Google and the iPhone rendered the encyclopedia and the traditional camera nearly obsolete. As Christensen explained, the new companies succeeded in making long-standing products—once limited in scope—available to the masses. When a camera finds a truly mass market, as it does via the smartphone, capital and demand do the rest. Soon enough, the intruder performs nearly as well as—if not better than—the professional product. “Disruptive Innovations are NOT breakthrough technologies that make good products better; rather they are innovations that make products and services more accessible and affordable, thereby making them available to a larger population,” proclaims the Christensen Institute, the nonprofit base of Christensen’s research. Though teenagers never knew that they needed a camera on their iPhones, they enjoyed taking pictures once they had the capability. This enjoyment, in turn, led to the creation of Instagram or Twitter. Christensen’s work, then, owes as much to the marketing field and French liberal economist Jean-Baptiste Say’s work as to Schumpeter’s. It was Say, the champion of free trade and competition, who noted that supply can drive demand: “a product is not sooner created than, from that instant, [it] affords a market for other products.”
Big companies often lack the vision to experiment with new products, new technology, or new markets. Christensen argued that the best solution for such companies is to “create a separate subsidiary. Free it to attack its parent.” The second half of this rule, as many firms know, is a tall order. Entrepreneurs valued Christensen for his counsel but also because he validated businesses’ instinctive embrace of risk. “I never met Clayton, but I read his books and listened to his talks over the years. I feel as if I lost a best friend, mentor, and moral leader,” said Bob Luddy, founder of an HVAC giant which often bases its improvements on new markets or controversial technology.
Christensen offered another philosophy, one relating to life. In 2010, already battling cancer and other illnesses, Christensen told Harvard Business School’s graduating class that one could not be a great business leader with an unprincipled private life. A onetime Rhodes Scholar, Christensen recalled the vast potential of some of his peers. Two ended up spending time in jail and saw their lives collapse. A Mormon, Christensen believed that inconsistent lives facilitated these plummets, and he offered a compelling counter-example from his own experience. As a young man, he was asked to play a championship basketball game on a Sunday. To sit out would hurt his team; to play would violate his faith. Christensen sat out and found renewed strength for all pursuits.
Christensen believed that a single slip or inconsistency in life could carry over to business. “It’s easier to hold to your principles 100 percent of the time than it is to hold them 98 percent of the time,” he said. He also argued that divorce could be linked to poor business outcomes, criminal behavior, and even jail time, because divorce almost always involves untruth, and, at the least, betrayal.
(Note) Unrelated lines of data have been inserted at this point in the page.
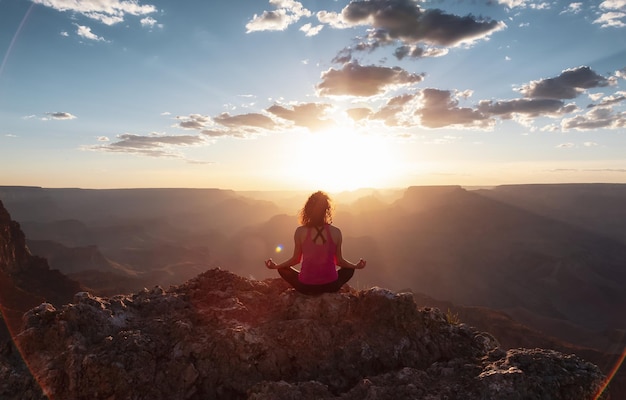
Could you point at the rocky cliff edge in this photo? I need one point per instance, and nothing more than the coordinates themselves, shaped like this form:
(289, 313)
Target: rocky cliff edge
(221, 336)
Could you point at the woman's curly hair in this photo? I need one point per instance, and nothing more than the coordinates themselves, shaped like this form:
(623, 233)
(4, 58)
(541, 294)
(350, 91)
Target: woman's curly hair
(317, 210)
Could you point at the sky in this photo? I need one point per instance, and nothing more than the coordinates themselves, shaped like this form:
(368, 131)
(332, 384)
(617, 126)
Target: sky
(322, 94)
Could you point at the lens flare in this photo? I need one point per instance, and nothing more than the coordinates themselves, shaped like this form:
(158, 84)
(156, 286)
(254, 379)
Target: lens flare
(611, 375)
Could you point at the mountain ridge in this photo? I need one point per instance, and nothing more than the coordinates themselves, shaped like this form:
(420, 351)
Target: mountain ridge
(229, 337)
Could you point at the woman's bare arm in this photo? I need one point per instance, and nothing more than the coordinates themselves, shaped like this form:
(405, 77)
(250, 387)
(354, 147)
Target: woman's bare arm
(296, 256)
(342, 262)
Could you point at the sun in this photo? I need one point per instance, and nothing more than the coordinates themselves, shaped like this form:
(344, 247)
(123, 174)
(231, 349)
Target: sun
(342, 159)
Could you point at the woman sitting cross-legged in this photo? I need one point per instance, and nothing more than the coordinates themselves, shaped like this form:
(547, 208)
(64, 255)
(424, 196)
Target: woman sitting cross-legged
(317, 245)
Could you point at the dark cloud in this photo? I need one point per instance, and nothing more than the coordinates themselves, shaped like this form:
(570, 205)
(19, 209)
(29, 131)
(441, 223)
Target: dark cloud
(596, 118)
(404, 20)
(308, 115)
(528, 107)
(252, 120)
(568, 85)
(610, 100)
(356, 80)
(61, 115)
(440, 109)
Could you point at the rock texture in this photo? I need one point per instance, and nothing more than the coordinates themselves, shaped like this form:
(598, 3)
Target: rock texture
(221, 336)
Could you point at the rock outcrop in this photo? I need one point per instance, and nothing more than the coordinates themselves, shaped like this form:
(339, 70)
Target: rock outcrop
(221, 336)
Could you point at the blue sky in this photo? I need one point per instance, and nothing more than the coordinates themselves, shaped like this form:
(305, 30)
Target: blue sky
(331, 95)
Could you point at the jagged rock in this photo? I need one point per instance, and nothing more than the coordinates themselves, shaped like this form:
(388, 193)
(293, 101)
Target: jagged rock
(221, 336)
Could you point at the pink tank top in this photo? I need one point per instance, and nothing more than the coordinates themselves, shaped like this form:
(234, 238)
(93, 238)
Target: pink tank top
(318, 259)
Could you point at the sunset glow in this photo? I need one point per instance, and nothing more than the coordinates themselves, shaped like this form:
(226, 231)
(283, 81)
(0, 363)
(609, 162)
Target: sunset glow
(327, 94)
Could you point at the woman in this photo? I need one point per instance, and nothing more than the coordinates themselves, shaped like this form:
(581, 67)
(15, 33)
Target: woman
(317, 244)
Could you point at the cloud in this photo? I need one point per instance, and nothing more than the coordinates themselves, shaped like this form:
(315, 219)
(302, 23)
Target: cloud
(440, 108)
(611, 100)
(150, 22)
(613, 14)
(514, 3)
(85, 32)
(527, 107)
(356, 80)
(308, 115)
(418, 52)
(573, 8)
(253, 120)
(154, 145)
(287, 12)
(597, 117)
(568, 85)
(240, 126)
(310, 30)
(61, 115)
(108, 12)
(405, 21)
(392, 112)
(359, 113)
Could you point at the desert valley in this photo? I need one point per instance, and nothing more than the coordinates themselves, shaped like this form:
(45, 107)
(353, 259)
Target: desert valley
(534, 265)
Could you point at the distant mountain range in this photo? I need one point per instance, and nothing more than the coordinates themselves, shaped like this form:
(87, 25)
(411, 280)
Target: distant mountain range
(551, 257)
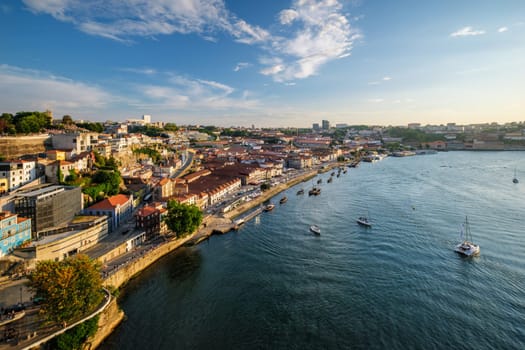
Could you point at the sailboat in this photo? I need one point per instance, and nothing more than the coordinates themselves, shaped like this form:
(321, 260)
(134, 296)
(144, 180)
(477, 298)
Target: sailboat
(466, 247)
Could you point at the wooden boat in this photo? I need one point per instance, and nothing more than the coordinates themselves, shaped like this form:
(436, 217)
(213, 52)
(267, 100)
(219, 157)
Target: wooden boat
(315, 229)
(269, 207)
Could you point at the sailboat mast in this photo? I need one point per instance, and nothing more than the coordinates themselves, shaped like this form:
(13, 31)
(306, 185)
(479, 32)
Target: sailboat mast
(468, 237)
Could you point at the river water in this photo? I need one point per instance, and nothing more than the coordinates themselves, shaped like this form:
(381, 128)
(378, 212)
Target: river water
(397, 285)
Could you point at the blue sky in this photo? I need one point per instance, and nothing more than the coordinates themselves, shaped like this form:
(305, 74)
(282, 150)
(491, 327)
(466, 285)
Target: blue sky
(268, 63)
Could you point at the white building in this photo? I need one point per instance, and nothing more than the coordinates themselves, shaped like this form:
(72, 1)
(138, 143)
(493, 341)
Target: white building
(16, 173)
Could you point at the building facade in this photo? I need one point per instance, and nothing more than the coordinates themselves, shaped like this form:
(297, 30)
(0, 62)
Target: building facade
(51, 206)
(117, 208)
(82, 234)
(14, 231)
(16, 173)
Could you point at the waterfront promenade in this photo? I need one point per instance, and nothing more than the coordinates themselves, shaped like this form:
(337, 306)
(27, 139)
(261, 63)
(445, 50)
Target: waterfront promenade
(118, 271)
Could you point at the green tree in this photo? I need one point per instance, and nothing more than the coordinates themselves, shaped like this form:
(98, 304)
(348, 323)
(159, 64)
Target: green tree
(74, 339)
(109, 179)
(69, 289)
(67, 120)
(182, 219)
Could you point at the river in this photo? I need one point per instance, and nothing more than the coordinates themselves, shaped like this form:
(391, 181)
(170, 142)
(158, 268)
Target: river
(397, 285)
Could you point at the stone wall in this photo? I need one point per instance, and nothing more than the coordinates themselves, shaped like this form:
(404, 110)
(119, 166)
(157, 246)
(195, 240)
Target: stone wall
(132, 268)
(13, 147)
(109, 319)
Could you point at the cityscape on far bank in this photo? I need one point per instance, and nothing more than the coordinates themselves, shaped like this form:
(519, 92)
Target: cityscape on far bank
(106, 190)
This linkage will be hard, or impossible, for many classical liberals and free marketeers to accept. Nonetheless, it represents a formidable challenge to our more common concept of the successful life. Did Bob Noyce of Intel fail because he left his wife stranded in Maine and started a new life? Did Steve Jobs fail, when he abandoned, at least for a time, his daughter Lisa? Perhaps, in some way, the answer is yes. Christensen’s influential articles on these themes will continue to give entrepreneurs the strength and dignity to live principled lives—and disrupt their fields.